Hard-wired, mains powered carbon monoxide alarms are available, but require professional installation by an electrician to connect them to your home’s wiring. Battery powered alarms are available with either replaceable or sealed for life batteries. The benefit of sealed for life batteries means you can simply fit and forget the carbon monoxide alarm, and trust that it’s powered for its entire product life (usually 7 or 10 years).
Digital screen alarms provide an early warning if low levels of carbon monoxide are present.
This important feature detects carbon monoxide concentrations in parts per million on an easily readable screen display, even if the concentrations are below the level that triggers the alarm. The display can give you an early heads up if the CO level is creeping up or is higher than usual. Expect to pay a little extra for this feature.
Wi-Safe 2 technology provides wireless communication across a broad range of products that display the Wi-Safe 2 logo, intelligently linking them to give a faster response to the dangers of smoke and carbon monoxide. You can link some smoke and CO alarms so that all activate when any alarm is triggered. If CO rises to an unsafe level, the alarms will alert people throughout the house wirelessly. Interconnecting alarms are a vital safety feature in a home with multiple levels.
All battery powered carbon monoxide alarm units warn you when the battery is low. Some provide warning chirps or a visual display so you know when you replace the batteries, or if it is a sealed for life product, to replace the alarm.

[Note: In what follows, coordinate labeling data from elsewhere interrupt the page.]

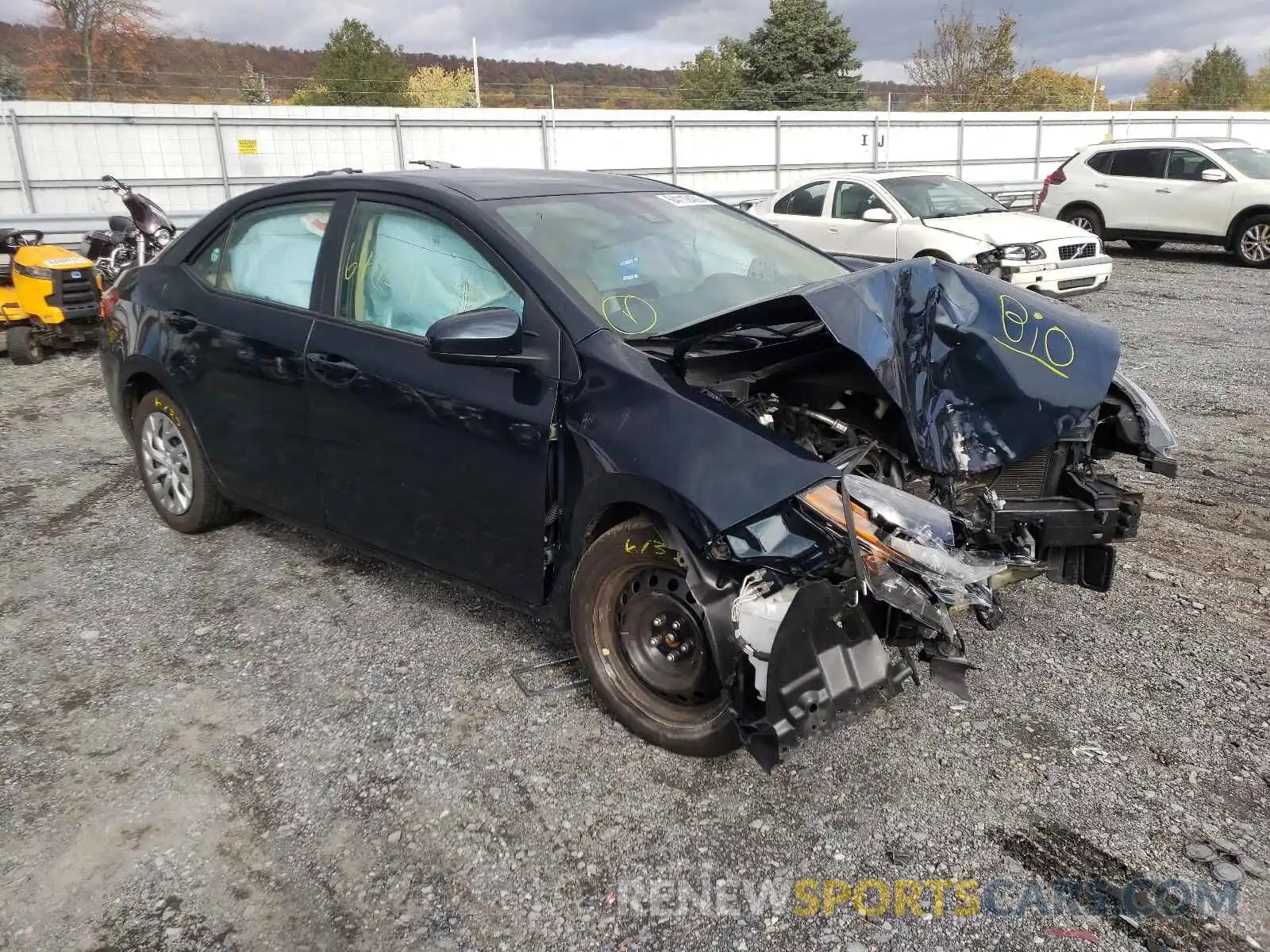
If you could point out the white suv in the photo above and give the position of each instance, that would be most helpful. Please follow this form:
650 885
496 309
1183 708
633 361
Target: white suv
901 213
1147 192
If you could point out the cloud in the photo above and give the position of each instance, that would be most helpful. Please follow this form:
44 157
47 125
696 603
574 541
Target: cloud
1126 41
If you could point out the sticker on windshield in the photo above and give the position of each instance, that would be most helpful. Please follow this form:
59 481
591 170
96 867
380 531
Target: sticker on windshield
683 200
628 314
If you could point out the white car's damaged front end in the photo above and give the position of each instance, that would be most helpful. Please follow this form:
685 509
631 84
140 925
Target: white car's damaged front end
1057 268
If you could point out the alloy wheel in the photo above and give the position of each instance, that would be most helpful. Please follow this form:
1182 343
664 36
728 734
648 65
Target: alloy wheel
1255 244
165 463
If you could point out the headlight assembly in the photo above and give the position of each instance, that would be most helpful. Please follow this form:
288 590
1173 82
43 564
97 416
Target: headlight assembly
33 271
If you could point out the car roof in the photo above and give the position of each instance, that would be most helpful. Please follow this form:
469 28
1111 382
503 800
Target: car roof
487 184
1172 141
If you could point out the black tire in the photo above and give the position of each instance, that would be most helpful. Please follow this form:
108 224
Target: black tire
1083 216
25 347
626 578
207 508
1251 244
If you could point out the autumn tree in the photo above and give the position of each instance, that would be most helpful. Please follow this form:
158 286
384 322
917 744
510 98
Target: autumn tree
714 78
968 65
1259 88
433 86
253 88
1047 88
13 82
95 44
1168 84
356 67
800 57
1217 82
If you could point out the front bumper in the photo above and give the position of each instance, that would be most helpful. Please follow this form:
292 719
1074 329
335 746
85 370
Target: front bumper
1060 279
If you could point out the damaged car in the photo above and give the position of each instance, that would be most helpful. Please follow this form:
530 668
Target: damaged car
765 490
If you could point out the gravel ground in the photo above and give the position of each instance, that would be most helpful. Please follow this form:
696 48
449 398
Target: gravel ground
257 740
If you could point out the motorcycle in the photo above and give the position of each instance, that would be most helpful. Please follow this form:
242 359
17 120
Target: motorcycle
127 240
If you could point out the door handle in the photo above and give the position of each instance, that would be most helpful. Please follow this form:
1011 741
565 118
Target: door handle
332 362
182 321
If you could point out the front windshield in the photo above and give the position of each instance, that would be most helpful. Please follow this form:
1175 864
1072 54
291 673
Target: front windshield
651 263
940 197
1254 163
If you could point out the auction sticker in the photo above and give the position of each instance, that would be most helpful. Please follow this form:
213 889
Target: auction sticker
683 198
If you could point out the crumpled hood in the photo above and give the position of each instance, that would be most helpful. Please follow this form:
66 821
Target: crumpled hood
1009 228
984 374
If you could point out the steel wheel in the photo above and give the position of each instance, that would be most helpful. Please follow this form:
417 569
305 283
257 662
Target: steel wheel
165 463
662 638
1255 244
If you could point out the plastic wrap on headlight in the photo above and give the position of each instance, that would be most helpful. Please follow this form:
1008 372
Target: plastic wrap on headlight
901 535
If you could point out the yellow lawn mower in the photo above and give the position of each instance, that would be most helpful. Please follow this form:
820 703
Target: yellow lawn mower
48 296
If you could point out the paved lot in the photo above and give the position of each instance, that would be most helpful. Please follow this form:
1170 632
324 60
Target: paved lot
257 740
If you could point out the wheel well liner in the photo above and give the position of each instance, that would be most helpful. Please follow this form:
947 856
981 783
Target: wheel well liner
1237 221
1083 203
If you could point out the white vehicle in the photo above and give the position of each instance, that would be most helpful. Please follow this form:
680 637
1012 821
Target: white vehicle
1147 192
889 216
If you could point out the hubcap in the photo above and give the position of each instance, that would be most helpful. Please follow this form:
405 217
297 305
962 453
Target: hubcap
1257 244
165 463
662 635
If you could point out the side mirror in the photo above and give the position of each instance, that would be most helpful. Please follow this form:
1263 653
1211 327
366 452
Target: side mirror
488 336
878 216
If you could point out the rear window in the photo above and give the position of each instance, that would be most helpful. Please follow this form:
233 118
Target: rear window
1140 163
1100 162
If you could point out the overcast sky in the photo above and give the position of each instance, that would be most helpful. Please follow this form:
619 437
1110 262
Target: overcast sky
1126 40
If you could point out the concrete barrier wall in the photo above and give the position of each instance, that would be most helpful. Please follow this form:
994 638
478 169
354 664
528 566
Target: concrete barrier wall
190 158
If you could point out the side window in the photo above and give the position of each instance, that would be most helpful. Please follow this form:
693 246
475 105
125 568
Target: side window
1100 162
207 263
406 271
272 253
1187 164
1140 163
851 200
808 201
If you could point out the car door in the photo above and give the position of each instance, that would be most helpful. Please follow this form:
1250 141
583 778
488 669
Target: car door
1130 194
437 463
849 232
1191 206
235 319
802 213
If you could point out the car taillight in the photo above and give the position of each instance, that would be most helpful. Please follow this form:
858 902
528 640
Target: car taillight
1056 178
110 298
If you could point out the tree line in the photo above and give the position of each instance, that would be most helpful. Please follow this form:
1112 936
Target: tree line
802 56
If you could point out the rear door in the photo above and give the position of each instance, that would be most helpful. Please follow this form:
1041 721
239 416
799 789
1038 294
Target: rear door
803 213
1132 194
850 234
437 463
1191 206
235 319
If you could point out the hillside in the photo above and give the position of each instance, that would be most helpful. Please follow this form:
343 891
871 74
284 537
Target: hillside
190 70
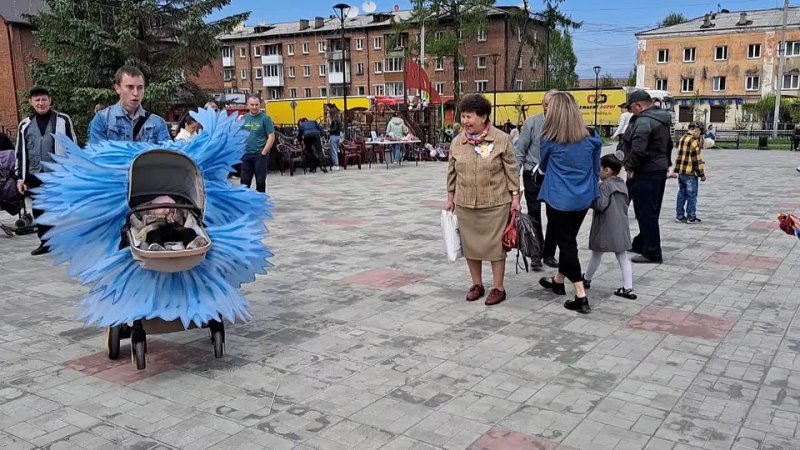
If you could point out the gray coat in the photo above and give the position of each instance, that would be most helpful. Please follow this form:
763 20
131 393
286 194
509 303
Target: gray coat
610 231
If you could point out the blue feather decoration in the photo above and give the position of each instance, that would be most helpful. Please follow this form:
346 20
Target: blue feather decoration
85 198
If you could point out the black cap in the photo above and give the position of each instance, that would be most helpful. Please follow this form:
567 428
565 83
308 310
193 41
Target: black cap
38 90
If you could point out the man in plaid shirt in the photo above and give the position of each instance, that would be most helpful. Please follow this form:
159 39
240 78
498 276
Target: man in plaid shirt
689 167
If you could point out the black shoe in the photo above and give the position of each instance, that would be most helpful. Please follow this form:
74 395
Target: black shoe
548 283
580 305
641 259
40 250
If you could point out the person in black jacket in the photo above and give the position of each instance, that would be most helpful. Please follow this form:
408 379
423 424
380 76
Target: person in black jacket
647 149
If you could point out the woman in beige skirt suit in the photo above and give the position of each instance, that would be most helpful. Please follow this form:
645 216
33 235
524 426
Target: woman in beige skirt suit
482 189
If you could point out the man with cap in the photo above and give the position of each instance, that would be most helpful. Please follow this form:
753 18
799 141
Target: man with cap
35 145
647 149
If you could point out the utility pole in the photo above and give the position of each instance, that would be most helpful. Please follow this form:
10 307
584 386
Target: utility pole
782 61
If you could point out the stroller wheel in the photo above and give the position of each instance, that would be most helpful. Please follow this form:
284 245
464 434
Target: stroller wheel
112 342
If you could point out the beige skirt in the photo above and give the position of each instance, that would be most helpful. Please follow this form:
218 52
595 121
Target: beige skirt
481 231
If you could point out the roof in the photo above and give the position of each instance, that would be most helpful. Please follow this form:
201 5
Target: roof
330 24
726 22
13 10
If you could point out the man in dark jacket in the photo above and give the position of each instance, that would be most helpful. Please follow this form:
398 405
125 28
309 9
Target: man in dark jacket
647 148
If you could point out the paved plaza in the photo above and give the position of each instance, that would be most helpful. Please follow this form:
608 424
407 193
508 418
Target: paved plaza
361 337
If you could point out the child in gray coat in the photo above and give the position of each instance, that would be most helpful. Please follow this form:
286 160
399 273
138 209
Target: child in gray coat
610 231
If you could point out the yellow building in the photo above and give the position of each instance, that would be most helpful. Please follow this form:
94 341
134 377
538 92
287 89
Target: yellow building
714 64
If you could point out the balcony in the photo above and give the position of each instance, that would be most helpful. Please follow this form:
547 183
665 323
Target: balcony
271 60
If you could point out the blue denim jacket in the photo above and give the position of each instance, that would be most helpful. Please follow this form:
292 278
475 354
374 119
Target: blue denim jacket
114 124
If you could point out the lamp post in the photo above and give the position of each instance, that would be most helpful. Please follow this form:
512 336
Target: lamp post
596 92
495 57
342 12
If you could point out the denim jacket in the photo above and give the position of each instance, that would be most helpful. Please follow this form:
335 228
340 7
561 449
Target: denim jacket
114 124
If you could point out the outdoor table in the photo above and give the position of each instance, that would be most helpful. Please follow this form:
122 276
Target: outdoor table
387 143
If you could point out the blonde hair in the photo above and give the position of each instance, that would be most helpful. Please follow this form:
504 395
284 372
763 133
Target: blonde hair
563 122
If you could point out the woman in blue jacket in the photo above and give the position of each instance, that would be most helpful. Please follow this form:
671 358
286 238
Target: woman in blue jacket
570 158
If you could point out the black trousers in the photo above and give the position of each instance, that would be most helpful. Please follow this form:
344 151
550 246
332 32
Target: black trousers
563 226
32 181
313 148
535 211
255 165
647 194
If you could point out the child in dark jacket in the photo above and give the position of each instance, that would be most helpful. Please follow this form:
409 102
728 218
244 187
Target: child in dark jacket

The latest alarms feature wireless technology, intelligently linking alarms to give a faster response to the dangers of smoke and carbon monoxide.
The placement of your carbon monoxide detector is very important. CO alarms should be placed in the same room as fuel-burning appliances (either wall or ceiling mounted), between 1 m and 3 m from the potential source of carbon monoxide. Additional alarms can be located in bedrooms, relatively close to the breathing zone of the occupants. Alarms should be installed by a competent person or a heating engineer.